00:00 anholt: let's be real, the unreachable() in the release build where you trigger the path is not going to infinite loop. it's going to use an undefined value just like before.
00:01 imirkin: mmm ... are you sure? i was under the impression that it was _very_ likely to cause an infinite loop
00:01 anholt: it's very unlikely to.
00:01 imirkin: hm ok
00:02 imirkin: in that case, consider my comment retracted
00:02 anholt: but if you're really concerned, pick a value you like for the default and swap back to assert
00:02 imirkin: i will do some playing around with unreachable
00:02 imirkin: iirc i definitely ran into infinite loops with it
00:02 imirkin: but it was all some long while ago
01:01 jekstrand: jenatali: It's for doing whole-array copies
01:01 jekstrand: jenatali: So nir_intrinsic_copy_deref when you want to copy an entire array.

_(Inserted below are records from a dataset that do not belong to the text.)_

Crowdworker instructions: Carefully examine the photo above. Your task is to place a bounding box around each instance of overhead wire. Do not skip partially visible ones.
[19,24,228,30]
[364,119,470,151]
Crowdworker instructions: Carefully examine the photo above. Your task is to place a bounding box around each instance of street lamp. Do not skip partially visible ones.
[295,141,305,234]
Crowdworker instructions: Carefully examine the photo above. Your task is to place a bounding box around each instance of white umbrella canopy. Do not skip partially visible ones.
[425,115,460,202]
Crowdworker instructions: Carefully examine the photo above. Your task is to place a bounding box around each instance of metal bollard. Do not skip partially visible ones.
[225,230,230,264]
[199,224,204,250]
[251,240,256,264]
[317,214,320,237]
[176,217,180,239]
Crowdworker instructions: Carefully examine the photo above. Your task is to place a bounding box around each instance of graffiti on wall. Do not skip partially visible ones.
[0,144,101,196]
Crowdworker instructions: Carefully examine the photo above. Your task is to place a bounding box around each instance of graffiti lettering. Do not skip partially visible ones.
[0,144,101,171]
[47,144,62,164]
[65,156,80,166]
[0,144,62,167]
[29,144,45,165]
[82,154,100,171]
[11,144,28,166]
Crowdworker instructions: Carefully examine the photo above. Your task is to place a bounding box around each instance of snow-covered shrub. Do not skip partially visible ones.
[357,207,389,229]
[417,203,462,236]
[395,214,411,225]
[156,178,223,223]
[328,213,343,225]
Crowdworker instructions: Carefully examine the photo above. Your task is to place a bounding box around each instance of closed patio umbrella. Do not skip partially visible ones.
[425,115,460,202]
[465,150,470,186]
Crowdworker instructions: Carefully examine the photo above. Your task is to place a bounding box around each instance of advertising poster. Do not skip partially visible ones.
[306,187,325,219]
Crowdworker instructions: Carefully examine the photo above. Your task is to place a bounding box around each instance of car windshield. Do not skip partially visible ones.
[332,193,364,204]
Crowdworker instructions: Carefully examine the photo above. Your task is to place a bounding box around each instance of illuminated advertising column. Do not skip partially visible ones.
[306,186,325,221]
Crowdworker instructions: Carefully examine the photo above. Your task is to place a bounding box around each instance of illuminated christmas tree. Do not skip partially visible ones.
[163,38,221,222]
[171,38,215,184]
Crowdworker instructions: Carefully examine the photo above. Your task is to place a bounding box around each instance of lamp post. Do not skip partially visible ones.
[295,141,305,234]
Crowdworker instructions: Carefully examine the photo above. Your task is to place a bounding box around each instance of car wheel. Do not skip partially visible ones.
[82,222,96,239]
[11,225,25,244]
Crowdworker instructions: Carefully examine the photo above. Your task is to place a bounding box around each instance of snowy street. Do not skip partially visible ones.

01:01 jekstrand: jenatali: In particular, by copying the entire array instead of one element at a time, we can copy-propagate through whole-array copies.

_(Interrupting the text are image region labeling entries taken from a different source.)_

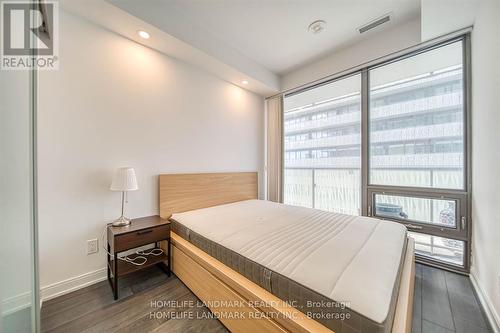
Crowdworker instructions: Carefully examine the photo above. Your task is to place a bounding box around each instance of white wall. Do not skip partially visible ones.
[421,0,480,41]
[0,70,32,314]
[471,0,500,326]
[39,11,264,295]
[281,19,420,90]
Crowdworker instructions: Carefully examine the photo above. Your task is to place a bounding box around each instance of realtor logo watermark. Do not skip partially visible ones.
[0,1,59,70]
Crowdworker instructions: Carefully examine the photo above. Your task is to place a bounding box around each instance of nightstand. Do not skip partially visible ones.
[107,215,170,300]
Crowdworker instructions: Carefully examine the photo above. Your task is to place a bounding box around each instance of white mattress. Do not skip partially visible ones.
[172,200,406,323]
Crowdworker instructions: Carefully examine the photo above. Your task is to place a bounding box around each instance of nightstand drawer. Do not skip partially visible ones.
[114,225,170,252]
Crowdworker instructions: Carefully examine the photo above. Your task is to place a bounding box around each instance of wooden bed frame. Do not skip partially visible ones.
[159,172,415,333]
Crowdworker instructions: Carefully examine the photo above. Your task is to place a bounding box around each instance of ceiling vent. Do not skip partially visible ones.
[358,13,392,34]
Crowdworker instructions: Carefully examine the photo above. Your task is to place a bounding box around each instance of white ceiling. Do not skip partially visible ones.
[109,0,420,75]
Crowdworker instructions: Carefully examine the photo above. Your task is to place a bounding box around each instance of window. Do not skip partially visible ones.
[367,39,468,269]
[369,41,465,189]
[283,35,470,271]
[283,74,361,215]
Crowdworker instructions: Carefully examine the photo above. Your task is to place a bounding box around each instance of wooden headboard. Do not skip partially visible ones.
[160,172,258,218]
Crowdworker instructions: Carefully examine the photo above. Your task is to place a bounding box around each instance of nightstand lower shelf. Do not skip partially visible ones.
[108,253,168,277]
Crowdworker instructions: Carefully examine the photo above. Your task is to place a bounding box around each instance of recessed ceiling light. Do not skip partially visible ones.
[137,30,150,39]
[308,20,326,34]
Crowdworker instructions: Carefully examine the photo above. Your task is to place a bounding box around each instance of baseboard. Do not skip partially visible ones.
[1,292,31,317]
[40,268,107,301]
[469,268,500,333]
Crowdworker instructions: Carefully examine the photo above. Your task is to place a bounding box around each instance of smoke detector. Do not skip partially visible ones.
[308,20,326,34]
[357,13,392,34]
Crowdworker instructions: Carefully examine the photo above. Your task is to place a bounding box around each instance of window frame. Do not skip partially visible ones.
[281,30,472,273]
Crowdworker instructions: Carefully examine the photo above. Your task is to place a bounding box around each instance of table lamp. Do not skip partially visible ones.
[109,168,139,227]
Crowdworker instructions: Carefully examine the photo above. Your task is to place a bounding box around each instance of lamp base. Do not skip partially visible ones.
[112,215,130,227]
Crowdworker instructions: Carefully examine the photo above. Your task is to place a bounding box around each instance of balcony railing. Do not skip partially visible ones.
[285,92,463,134]
[285,123,463,150]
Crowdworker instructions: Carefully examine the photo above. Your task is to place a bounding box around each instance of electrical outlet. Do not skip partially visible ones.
[87,238,99,254]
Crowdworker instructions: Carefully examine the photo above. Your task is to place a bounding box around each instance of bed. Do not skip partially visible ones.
[160,173,414,333]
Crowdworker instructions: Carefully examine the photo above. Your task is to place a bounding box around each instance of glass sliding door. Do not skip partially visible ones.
[283,34,471,272]
[367,39,469,270]
[283,74,361,215]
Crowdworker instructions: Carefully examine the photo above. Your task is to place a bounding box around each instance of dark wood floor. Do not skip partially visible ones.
[42,265,491,333]
[413,264,493,333]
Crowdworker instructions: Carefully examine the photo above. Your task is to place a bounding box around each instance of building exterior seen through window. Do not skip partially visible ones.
[283,42,465,265]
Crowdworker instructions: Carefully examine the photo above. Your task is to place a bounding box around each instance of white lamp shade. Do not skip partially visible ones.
[109,168,139,191]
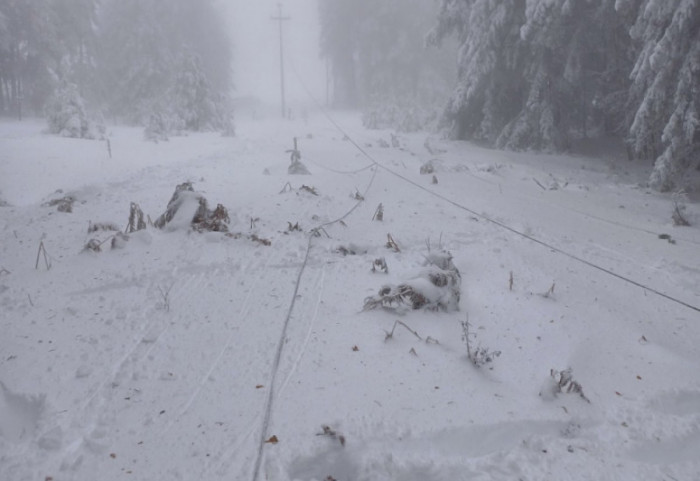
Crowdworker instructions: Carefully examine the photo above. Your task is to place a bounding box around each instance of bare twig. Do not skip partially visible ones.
[384,320,423,341]
[542,282,557,299]
[158,282,175,312]
[34,241,51,271]
[316,425,345,447]
[386,234,401,252]
[372,204,384,222]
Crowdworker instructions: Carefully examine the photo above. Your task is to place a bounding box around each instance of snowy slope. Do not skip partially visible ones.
[0,114,700,481]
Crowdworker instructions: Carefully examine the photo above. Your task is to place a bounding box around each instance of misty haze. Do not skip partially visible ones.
[0,0,700,481]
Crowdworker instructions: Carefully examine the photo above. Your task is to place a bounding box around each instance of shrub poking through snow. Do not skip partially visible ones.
[88,222,121,234]
[43,191,75,214]
[372,204,384,222]
[372,257,389,274]
[83,239,102,252]
[316,425,345,447]
[112,232,129,249]
[671,192,690,227]
[287,137,311,175]
[126,202,146,234]
[153,182,231,232]
[46,82,95,139]
[364,252,462,311]
[460,316,501,367]
[540,368,591,403]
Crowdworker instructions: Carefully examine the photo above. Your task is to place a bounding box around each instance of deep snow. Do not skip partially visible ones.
[0,114,700,481]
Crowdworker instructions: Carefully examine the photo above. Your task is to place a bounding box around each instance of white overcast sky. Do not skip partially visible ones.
[221,0,325,107]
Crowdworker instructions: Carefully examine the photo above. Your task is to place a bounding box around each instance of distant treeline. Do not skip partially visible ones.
[0,0,232,130]
[321,0,700,190]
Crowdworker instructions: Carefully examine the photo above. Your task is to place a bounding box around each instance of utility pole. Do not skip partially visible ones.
[270,3,291,117]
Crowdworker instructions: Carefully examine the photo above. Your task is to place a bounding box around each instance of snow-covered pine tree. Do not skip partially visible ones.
[617,0,700,191]
[100,0,231,129]
[431,0,629,150]
[319,0,454,131]
[46,81,94,139]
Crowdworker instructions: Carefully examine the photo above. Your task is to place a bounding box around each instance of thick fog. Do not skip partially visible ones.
[0,0,700,190]
[226,0,326,105]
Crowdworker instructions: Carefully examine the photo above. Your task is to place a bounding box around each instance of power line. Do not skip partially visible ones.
[294,59,700,312]
[270,3,291,117]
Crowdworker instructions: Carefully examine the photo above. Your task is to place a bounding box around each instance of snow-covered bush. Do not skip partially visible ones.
[153,182,231,232]
[540,368,591,403]
[46,81,95,139]
[460,317,501,367]
[364,252,462,312]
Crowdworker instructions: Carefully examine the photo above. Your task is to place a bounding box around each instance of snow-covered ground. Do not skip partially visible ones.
[0,114,700,481]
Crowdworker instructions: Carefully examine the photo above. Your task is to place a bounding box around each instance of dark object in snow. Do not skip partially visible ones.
[671,201,690,227]
[112,232,129,249]
[299,185,318,195]
[43,191,75,214]
[88,222,120,234]
[364,252,462,311]
[126,202,146,234]
[420,159,439,175]
[372,204,384,222]
[372,257,389,274]
[83,239,102,252]
[460,315,501,368]
[316,424,346,446]
[153,182,231,232]
[287,137,311,175]
[540,368,591,404]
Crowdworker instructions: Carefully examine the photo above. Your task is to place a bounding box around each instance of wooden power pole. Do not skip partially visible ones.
[270,3,291,117]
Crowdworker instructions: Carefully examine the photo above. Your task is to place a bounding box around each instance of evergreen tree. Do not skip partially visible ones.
[100,0,231,130]
[319,0,454,130]
[618,0,700,190]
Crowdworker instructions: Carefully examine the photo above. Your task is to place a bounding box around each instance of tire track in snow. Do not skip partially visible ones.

01:02 jekstrand: So if you have "int x[5], y[5]; copy_deref(x[*], y[*]); use(x[i]);", we can propagate through and turn "use(x[i]);" into "use(y[i]);". Sometimes, we can delete the entire array "y".
01:03 jekstrand: Delete the entire array "x", rather.
01:35 jenatali: Ah, cool, thanks
09:19 MrCooper: anholt: the rules are such that jobs only run by default if the pipeline was created by Marge; she cannot start jobs in a pipeline created by another user
09:20 MrCooper: ergo, best leave rebasing to her, or if one has to do it oneself, remove the Part-of: tags from the commit logs
10:43 LiquidAcid: ickle, hey, any chance you remember this commit? https://github.com/torvalds/linux/commit/6259a56ba0e1c3a15954e22ea531e810944518cb
10:44 LiquidAcid: i'm running to the assertion in drm_mm_init(), or more like, lima is running into the assertion:
10:44 LiquidAcid: https://github.com/torvalds/linux/blob/master/drivers/gpu/drm/lima/lima_vm.c#L224
10:44 LiquidAcid: both va_start and va_end are zero at this point, which is, as far as i understand, intentional
10:45 LiquidAcid: i'm wondering if the assertion condition should be relaxed to start + size < start then
17:29 DPA: MrCooper: It turns out the drmModeAddFB failure I was seeing and seemed to have went away after the mesa update simply did so
17:29 DPA: because I had forgotten to reapply MR 3449. I've now found the real root cause of that problem, it's this here:
17:29 DPA: https://gitlab.freedesktop.org/mesa/mesa/-/blob/master/src/gallium/winsys/etnaviv/drm/etnaviv_drm_winsys.c#L107-110
17:29 DPA: If I comment those lines out, the drmModeAddFB failure goes away. That's because kmsro is used with 2 different kms cards, thus
17:29 DPA: it calls this function with different ro->kms_fd, but uses the same etnaviv card for ro->gpu_fd, and since that's the only thing
17:29 DPA: used as key for the hash map here, it thinks it can reuse the pipe_screen already created for that gpu_fd, and then things go wrong.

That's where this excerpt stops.